# 101 Spark basics

The goal of this lab is to get familiar with Spark programming.

- Scala
    - [Spark programming guide](https://spark.apache.org/docs/latest/rdd-programming-guide.html)
    - [RDD APIs](https://spark.apache.org/docs/latest/api/scala/org/apache/spark/rdd/RDD.html)
    - [PairRDD APIs](https://spark.apache.org/docs/latest/api/scala/org/apache/spark/rdd/PairRDDFunctions.html)
- Python
    - [Spark programming guide](https://spark.apache.org/docs/3.5.0/rdd-programming-guide.html)
    - [All RDD APIs](https://spark.apache.org/docs/3.5.0/api/python/reference/api/pyspark.RDD.html)

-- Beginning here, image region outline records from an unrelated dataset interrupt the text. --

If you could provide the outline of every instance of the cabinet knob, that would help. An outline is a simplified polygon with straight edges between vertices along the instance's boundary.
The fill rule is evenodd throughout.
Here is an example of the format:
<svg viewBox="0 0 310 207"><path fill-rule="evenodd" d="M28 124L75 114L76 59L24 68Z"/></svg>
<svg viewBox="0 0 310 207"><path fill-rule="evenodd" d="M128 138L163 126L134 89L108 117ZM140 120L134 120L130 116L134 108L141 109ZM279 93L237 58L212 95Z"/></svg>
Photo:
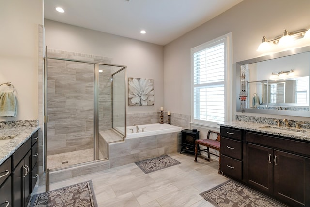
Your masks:
<svg viewBox="0 0 310 207"><path fill-rule="evenodd" d="M234 169L234 167L232 167L231 166L228 165L226 165L227 166L227 167L228 167L230 168L232 168L232 169Z"/></svg>
<svg viewBox="0 0 310 207"><path fill-rule="evenodd" d="M8 207L9 206L9 205L10 205L10 202L8 201L5 201L3 203L4 204L6 203L6 206L5 206L5 207Z"/></svg>
<svg viewBox="0 0 310 207"><path fill-rule="evenodd" d="M3 175L1 175L0 176L0 178L2 178L2 177L5 177L6 175L9 175L9 174L10 173L10 171L9 171L7 170L6 170L5 171L3 172L2 173L6 173L5 174Z"/></svg>
<svg viewBox="0 0 310 207"><path fill-rule="evenodd" d="M226 147L227 147L229 149L234 149L234 147L229 147L228 146L226 146Z"/></svg>

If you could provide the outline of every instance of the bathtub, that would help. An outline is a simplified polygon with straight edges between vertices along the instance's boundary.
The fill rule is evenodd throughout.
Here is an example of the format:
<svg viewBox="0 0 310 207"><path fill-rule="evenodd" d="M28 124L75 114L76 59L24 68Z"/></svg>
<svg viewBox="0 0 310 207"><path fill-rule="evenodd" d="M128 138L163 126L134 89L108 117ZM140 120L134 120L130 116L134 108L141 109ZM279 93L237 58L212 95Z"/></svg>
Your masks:
<svg viewBox="0 0 310 207"><path fill-rule="evenodd" d="M140 132L136 132L137 128L135 126L127 126L127 139L146 137L158 134L181 131L182 127L168 124L149 124L138 125ZM142 132L144 130L144 132ZM124 132L124 128L123 128Z"/></svg>

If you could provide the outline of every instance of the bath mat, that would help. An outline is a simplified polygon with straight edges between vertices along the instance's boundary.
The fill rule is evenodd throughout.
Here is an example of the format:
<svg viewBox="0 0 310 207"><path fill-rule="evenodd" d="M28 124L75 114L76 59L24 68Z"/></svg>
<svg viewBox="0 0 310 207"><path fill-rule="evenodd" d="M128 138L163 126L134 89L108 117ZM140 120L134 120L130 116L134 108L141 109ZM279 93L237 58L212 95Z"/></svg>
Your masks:
<svg viewBox="0 0 310 207"><path fill-rule="evenodd" d="M286 207L232 180L200 195L216 207Z"/></svg>
<svg viewBox="0 0 310 207"><path fill-rule="evenodd" d="M157 158L152 158L135 163L146 174L181 164L181 162L171 158L168 155L163 155Z"/></svg>
<svg viewBox="0 0 310 207"><path fill-rule="evenodd" d="M34 195L31 207L91 207L98 205L91 180Z"/></svg>

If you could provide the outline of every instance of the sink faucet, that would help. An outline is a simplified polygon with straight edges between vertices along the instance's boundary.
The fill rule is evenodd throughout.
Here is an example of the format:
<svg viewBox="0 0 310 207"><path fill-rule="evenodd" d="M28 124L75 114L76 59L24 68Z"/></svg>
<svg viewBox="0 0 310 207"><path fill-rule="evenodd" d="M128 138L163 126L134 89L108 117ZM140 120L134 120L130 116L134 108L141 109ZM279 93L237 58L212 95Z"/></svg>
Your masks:
<svg viewBox="0 0 310 207"><path fill-rule="evenodd" d="M137 128L137 131L136 131L136 132L138 133L138 132L140 132L139 131L139 127L138 127L138 125L137 125L136 124L134 124L134 126L136 126L136 128Z"/></svg>
<svg viewBox="0 0 310 207"><path fill-rule="evenodd" d="M286 128L289 128L290 126L289 126L289 121L287 121L287 119L284 119L283 120L283 122L285 122L285 127Z"/></svg>

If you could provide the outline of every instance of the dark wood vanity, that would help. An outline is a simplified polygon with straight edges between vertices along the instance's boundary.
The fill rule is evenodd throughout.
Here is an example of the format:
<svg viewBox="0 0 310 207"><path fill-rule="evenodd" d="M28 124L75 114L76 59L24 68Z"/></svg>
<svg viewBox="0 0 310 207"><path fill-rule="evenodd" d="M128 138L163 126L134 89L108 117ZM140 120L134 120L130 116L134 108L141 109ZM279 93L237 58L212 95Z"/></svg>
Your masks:
<svg viewBox="0 0 310 207"><path fill-rule="evenodd" d="M0 206L27 207L38 180L38 131L0 165Z"/></svg>
<svg viewBox="0 0 310 207"><path fill-rule="evenodd" d="M310 142L221 126L223 175L289 206L310 207Z"/></svg>

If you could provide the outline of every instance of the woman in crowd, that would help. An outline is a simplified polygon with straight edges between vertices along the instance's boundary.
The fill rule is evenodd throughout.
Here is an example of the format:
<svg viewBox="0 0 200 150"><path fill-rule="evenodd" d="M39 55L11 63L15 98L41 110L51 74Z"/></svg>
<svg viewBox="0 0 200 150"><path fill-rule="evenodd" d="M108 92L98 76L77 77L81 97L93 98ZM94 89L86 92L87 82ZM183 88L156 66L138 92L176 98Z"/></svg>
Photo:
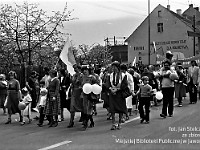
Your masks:
<svg viewBox="0 0 200 150"><path fill-rule="evenodd" d="M14 71L10 71L8 76L8 99L6 104L6 107L8 108L8 121L5 124L11 123L11 115L15 113L19 113L20 122L23 120L21 111L18 108L18 104L22 99L22 96L19 81L16 79L17 75Z"/></svg>
<svg viewBox="0 0 200 150"><path fill-rule="evenodd" d="M70 76L65 72L65 69L59 71L60 80L60 100L61 100L61 121L64 121L64 108L67 108L66 91L70 86Z"/></svg>
<svg viewBox="0 0 200 150"><path fill-rule="evenodd" d="M28 88L32 98L32 104L31 104L32 109L35 108L37 105L36 77L37 73L35 71L32 71L31 76L28 78L28 82L26 83L26 87Z"/></svg>
<svg viewBox="0 0 200 150"><path fill-rule="evenodd" d="M191 61L191 66L188 68L188 91L190 104L197 103L197 86L199 82L199 67L195 60Z"/></svg>
<svg viewBox="0 0 200 150"><path fill-rule="evenodd" d="M81 73L81 66L74 65L75 74L72 77L71 83L71 103L70 103L70 122L67 126L72 128L74 126L75 112L83 111L83 99L80 97L82 92L82 79L83 74ZM82 120L80 120L82 121Z"/></svg>
<svg viewBox="0 0 200 150"><path fill-rule="evenodd" d="M127 114L126 100L122 96L125 88L128 88L127 77L120 71L120 63L112 63L113 71L109 77L107 88L109 88L109 108L112 115L111 130L121 129L122 116ZM119 114L119 122L115 123L115 114Z"/></svg>
<svg viewBox="0 0 200 150"><path fill-rule="evenodd" d="M183 67L181 64L176 66L176 72L178 74L178 80L175 80L175 98L178 99L178 106L182 107L182 98L186 97L186 75L183 73Z"/></svg>
<svg viewBox="0 0 200 150"><path fill-rule="evenodd" d="M107 114L107 120L112 120L112 116L111 116L111 113L110 113L110 108L109 108L109 89L107 88L106 86L106 83L108 82L109 80L109 76L112 72L112 68L111 66L108 66L105 71L104 71L104 74L102 75L102 92L101 92L101 99L104 101L103 102L103 108L106 108L106 110L108 111L108 114Z"/></svg>
<svg viewBox="0 0 200 150"><path fill-rule="evenodd" d="M6 108L4 106L7 96L7 81L4 74L0 74L0 108L3 108L3 113L6 114Z"/></svg>
<svg viewBox="0 0 200 150"><path fill-rule="evenodd" d="M83 80L82 80L82 86L84 86L85 83L90 83L90 84L95 84L98 83L98 80L94 75L91 75L91 70L89 67L83 67ZM91 101L91 96L92 93L90 94L85 94L82 92L83 96L83 116L84 116L84 121L83 121L83 128L86 129L88 127L88 121L90 120L90 127L94 127L94 121L92 117L93 113L93 102Z"/></svg>
<svg viewBox="0 0 200 150"><path fill-rule="evenodd" d="M49 75L51 80L48 86L45 114L50 122L49 127L56 127L58 125L58 115L60 114L60 81L55 70L50 70Z"/></svg>
<svg viewBox="0 0 200 150"><path fill-rule="evenodd" d="M169 60L164 61L164 68L161 69L161 90L163 93L163 107L162 113L160 114L161 117L166 118L167 112L169 117L173 116L174 110L174 81L171 79L171 74L177 76L176 72L170 69L171 62ZM168 108L168 111L167 111Z"/></svg>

Use `Tab` for autocompletion, `Shift+Tab` for documentation.

In [1]:
from pyspark.sql import SparkSession

In [2]:
spark = SparkSession.builder \
    .master("local") \
    .appName("Local Spark") \
    .config('spark.ui.port', '4040') \
    .getOrCreate()
sc = spark.sparkContext

sc

## 101-1 Spark warm-up

Load the ```capra``` and ```divinacommedia``` datasets and try the following actions:
- Show their content (```collect```)
- Count their rows (```count```)
- Split phrases into words (```map``` or ```flatMap```; what’s the difference?)
- Check the results (remember: evaluation is lazy)
- Try the ```toDebugString``` function to check the execution plan
    - In PySpark, use ```toDebugString().decode("unicode_escape")```

In [3]:
rddCapra = sc.textFile("../../../../datasets/capra.txt")
rddDC = sc.textFile("../../../../datasets/divinacommedia.txt")

In [4]:
rddCapraWords1 = rddCapra.map(lambda x : x.split(" ") )
rddCapraWords1.collect()

[['sopra', 'la', 'panca', 'la', 'capra', 'campa'],
 ['sotto', 'la', 'panca', 'la', 'capra', 'crepa']]

In [5]:
rddCapraWords1.count()

2

In [6]:
rddCapraWords2 = rddCapra.flatMap(lambda x : x.split(" ") )
rddCapraWords2.collect()

['sopra',
 'la',
 'panca',
 'la',
 'capra',
 'campa',
 'sotto',
 'la',
 'panca',
 'la',
 'capra',
 'crepa']

In [7]:
rddCapraWords2.count()

12

In [8]:
rddL = rddCapra. \
   flatMap(lambda x : x.split(" ") ). \
   map(lambda x : (x,1)). \
   reduceByKey(lambda x,y : x+y)
print(rddL.toDebugString().decode("unicode_escape"))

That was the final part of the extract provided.